Government’s involvement in capitalism should be protecting the mechanisms of markets, not protecting and regulating businesses. This is similar to protecting our individual rights. What is the greatest threat to individual rights and free markets? Government. Government is the problem.
What do I mean by government protecting the mechanisms of markets. All markets have a method to enter and exit. That’s starting a business and getting out of business, or investing in a business and selling that investment. Information, specifically the goal of perfect information, needs to be protected. The government’s role is to prosecute those that falsely represent products, but not limit information.
Since you asked me about big banks, I’ll use that as an example where government law and regulation, specifically Dodd-Frank, limit information to individual investors, while banks have more perfect information. Banks use more complete market information, which includes details of individual and small investors’ stop-loss and limit prices where small investors don’t have he same information.
That’s just one of the many ways government does not protect and promote the same information to everyone in a market. That allows big banks to grow bigger and in the process keep small individual investors down. Dodd-Frank also makes it difficult to enter trading securities as a business. That is done by requiring capital minimums. So a person who has, say $20k, is not allowed to trade multiple times per week, but he can give his $20k to a big bank and the have nearly no limits what they can do. There are also restrictions that keep small investors out of entire markets.

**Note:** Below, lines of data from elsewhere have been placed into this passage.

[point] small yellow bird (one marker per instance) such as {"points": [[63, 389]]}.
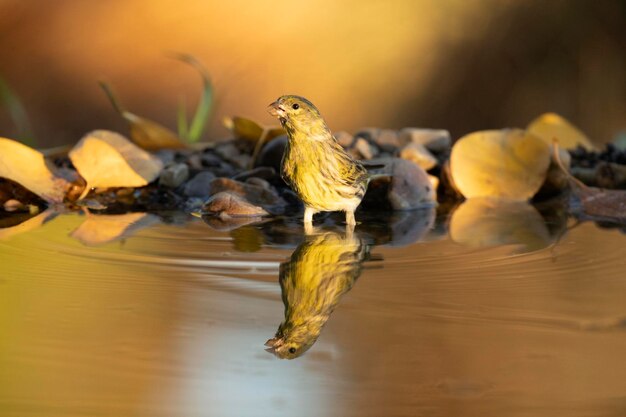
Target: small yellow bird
{"points": [[316, 167]]}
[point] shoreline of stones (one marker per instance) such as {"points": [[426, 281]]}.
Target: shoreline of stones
{"points": [[220, 179]]}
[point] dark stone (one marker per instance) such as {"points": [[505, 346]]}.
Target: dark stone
{"points": [[272, 154], [266, 173], [227, 205], [174, 175], [400, 185], [258, 195], [200, 185]]}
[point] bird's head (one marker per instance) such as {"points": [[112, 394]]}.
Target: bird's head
{"points": [[297, 114], [290, 343]]}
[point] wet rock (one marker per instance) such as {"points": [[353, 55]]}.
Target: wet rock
{"points": [[195, 162], [435, 140], [362, 149], [210, 160], [620, 141], [165, 155], [253, 193], [266, 173], [386, 139], [227, 205], [401, 185], [260, 182], [272, 154], [344, 138], [227, 151], [228, 224], [419, 155], [200, 185], [174, 175]]}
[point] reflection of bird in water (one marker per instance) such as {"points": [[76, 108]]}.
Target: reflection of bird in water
{"points": [[320, 271]]}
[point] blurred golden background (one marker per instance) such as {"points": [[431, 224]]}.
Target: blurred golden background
{"points": [[455, 64]]}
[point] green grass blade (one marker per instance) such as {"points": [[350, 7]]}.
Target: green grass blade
{"points": [[205, 106]]}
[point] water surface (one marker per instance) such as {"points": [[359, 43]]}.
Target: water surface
{"points": [[163, 314]]}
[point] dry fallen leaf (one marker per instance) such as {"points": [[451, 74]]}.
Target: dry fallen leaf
{"points": [[107, 159], [101, 229], [549, 126], [508, 163], [27, 167], [144, 132], [32, 223], [484, 221]]}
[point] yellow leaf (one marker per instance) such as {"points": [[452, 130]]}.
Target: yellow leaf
{"points": [[506, 163], [107, 159], [551, 126], [101, 229], [151, 135], [33, 223], [480, 222], [27, 167]]}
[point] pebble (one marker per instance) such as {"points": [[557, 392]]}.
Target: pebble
{"points": [[260, 182], [200, 185], [266, 173], [406, 186], [226, 205], [253, 193], [174, 175], [386, 139], [419, 155], [435, 140]]}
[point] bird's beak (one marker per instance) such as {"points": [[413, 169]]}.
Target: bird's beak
{"points": [[274, 342], [276, 110]]}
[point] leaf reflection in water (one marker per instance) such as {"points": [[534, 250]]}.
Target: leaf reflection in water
{"points": [[320, 271], [102, 228], [481, 222]]}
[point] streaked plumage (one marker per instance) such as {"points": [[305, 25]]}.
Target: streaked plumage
{"points": [[320, 271], [316, 167]]}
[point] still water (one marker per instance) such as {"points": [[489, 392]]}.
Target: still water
{"points": [[494, 312]]}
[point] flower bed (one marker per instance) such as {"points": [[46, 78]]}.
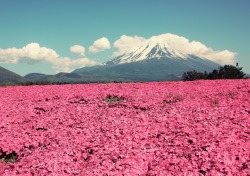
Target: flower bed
{"points": [[166, 128]]}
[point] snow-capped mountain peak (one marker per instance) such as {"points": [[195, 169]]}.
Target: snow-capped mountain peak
{"points": [[152, 48]]}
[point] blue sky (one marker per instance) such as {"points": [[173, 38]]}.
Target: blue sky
{"points": [[52, 27]]}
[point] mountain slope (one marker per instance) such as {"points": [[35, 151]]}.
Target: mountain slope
{"points": [[152, 61], [9, 76]]}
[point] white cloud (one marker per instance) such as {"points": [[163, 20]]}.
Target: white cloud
{"points": [[78, 49], [179, 43], [100, 45], [126, 43], [34, 53]]}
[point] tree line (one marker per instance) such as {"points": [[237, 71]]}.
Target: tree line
{"points": [[223, 72]]}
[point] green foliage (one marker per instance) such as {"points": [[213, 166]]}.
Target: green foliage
{"points": [[8, 158], [225, 72], [194, 75], [113, 99]]}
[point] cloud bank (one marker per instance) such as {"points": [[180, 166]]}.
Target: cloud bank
{"points": [[33, 53], [100, 45], [174, 42], [78, 49]]}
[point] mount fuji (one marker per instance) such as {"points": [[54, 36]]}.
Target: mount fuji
{"points": [[154, 60]]}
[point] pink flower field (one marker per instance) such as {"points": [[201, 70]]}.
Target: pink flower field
{"points": [[160, 128]]}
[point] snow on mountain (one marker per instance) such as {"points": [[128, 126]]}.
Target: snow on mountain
{"points": [[153, 48]]}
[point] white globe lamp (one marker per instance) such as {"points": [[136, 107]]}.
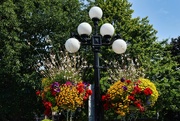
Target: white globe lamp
{"points": [[119, 46], [107, 29], [72, 45], [95, 12], [84, 28]]}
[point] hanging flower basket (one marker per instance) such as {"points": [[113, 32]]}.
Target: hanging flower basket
{"points": [[126, 95], [68, 96]]}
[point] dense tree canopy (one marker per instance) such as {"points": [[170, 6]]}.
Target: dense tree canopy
{"points": [[26, 28]]}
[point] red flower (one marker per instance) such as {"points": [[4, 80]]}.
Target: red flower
{"points": [[47, 112], [128, 81], [89, 92], [47, 104], [105, 97], [81, 90], [147, 91], [38, 92], [85, 98], [106, 106], [131, 97], [136, 90], [53, 92]]}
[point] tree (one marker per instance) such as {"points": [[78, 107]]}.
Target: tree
{"points": [[143, 46], [25, 27]]}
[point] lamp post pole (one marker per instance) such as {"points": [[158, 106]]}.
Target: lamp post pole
{"points": [[96, 41]]}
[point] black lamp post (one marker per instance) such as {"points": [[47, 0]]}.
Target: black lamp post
{"points": [[96, 40]]}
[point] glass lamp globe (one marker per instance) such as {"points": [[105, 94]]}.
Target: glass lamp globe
{"points": [[72, 45], [107, 29], [84, 28], [119, 46], [95, 12]]}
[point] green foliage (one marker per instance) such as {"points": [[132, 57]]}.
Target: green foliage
{"points": [[25, 27]]}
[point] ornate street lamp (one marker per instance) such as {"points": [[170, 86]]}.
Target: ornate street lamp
{"points": [[95, 40]]}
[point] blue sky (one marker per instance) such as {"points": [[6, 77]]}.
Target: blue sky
{"points": [[164, 15]]}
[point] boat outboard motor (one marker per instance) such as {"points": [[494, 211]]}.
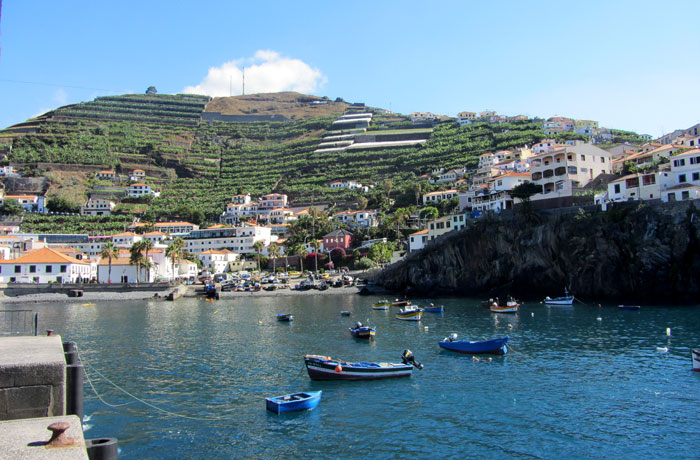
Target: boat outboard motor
{"points": [[408, 358]]}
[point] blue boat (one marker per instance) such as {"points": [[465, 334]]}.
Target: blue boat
{"points": [[434, 308], [492, 347], [294, 402], [362, 332]]}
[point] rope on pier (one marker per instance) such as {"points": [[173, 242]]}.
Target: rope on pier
{"points": [[146, 403]]}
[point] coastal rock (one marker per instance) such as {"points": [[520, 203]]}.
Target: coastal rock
{"points": [[642, 253]]}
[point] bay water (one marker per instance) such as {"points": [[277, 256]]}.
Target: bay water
{"points": [[578, 382]]}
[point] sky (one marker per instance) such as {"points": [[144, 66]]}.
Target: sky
{"points": [[629, 65]]}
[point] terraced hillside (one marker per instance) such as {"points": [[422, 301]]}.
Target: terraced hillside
{"points": [[200, 165]]}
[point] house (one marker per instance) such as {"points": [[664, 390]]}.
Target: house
{"points": [[436, 197], [139, 189], [577, 164], [30, 203], [217, 261], [137, 175], [43, 266], [337, 239], [97, 207], [417, 241], [107, 175]]}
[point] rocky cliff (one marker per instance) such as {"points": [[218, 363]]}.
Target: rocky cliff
{"points": [[648, 253]]}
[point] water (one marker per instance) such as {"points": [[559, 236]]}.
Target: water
{"points": [[581, 382]]}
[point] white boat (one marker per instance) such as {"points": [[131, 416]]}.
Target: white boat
{"points": [[410, 313], [566, 300]]}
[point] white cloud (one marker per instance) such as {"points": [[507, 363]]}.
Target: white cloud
{"points": [[266, 72]]}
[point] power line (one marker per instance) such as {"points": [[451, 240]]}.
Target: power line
{"points": [[54, 84]]}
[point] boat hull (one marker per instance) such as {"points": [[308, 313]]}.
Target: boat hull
{"points": [[293, 402], [363, 332], [324, 368], [492, 347]]}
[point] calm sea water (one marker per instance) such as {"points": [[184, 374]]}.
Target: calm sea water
{"points": [[580, 382]]}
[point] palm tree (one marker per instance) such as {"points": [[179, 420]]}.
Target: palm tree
{"points": [[258, 246], [274, 252], [174, 252], [110, 252]]}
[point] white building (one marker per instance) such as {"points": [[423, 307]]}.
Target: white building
{"points": [[43, 266], [97, 207]]}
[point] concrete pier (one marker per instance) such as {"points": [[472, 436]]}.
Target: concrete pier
{"points": [[27, 439], [32, 377]]}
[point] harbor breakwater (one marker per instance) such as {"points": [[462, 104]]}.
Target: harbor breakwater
{"points": [[641, 253]]}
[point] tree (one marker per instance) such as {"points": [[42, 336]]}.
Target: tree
{"points": [[110, 252], [174, 252], [274, 252], [258, 246]]}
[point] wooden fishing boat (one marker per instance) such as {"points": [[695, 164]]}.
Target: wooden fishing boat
{"points": [[434, 308], [410, 313], [326, 368], [493, 346], [285, 317], [381, 305], [509, 307], [293, 402], [362, 332], [566, 300]]}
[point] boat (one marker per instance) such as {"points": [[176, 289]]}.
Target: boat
{"points": [[362, 332], [285, 317], [434, 308], [410, 313], [510, 307], [381, 305], [401, 303], [566, 300], [492, 347], [326, 368], [293, 402]]}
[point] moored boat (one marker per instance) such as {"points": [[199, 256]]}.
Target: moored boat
{"points": [[434, 308], [326, 368], [410, 313], [510, 307], [285, 317], [493, 346], [565, 300], [381, 305], [362, 332], [293, 402]]}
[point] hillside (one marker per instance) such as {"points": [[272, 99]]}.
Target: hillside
{"points": [[200, 165]]}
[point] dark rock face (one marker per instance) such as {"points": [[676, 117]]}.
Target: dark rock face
{"points": [[647, 253]]}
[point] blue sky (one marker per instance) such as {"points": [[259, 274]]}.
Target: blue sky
{"points": [[629, 65]]}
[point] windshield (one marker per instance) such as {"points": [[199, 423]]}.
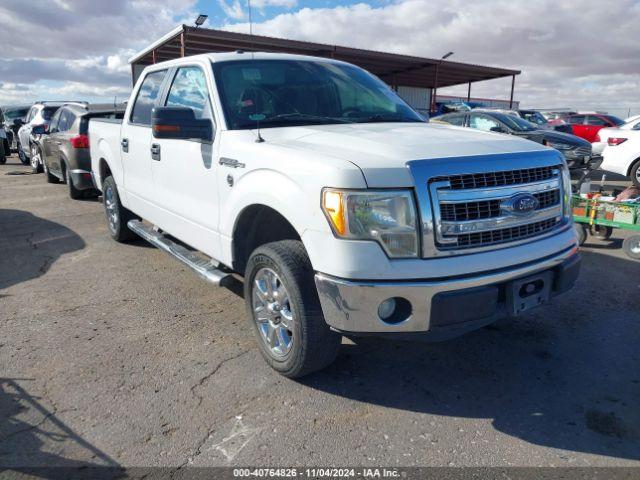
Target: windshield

This crap is sold by politicians as protecting investors, but it is merely facilitating big banks getting bigger so they can give bigger donations to politicians. I don’t want to be protected. I’ll do that myself, and if I mistakes, I’ll learn from those mistakes. So the bottom line to me is government basically needs to limit barriers of entry and exit for businesses, which is basically getting out of the way. And government needs to promote perfect information. That is fighting and punishing fraud, and insuring all parties involved in business transactions have the same information about product and price is available. That extends across all products, so choices can be made between fundamentally different products.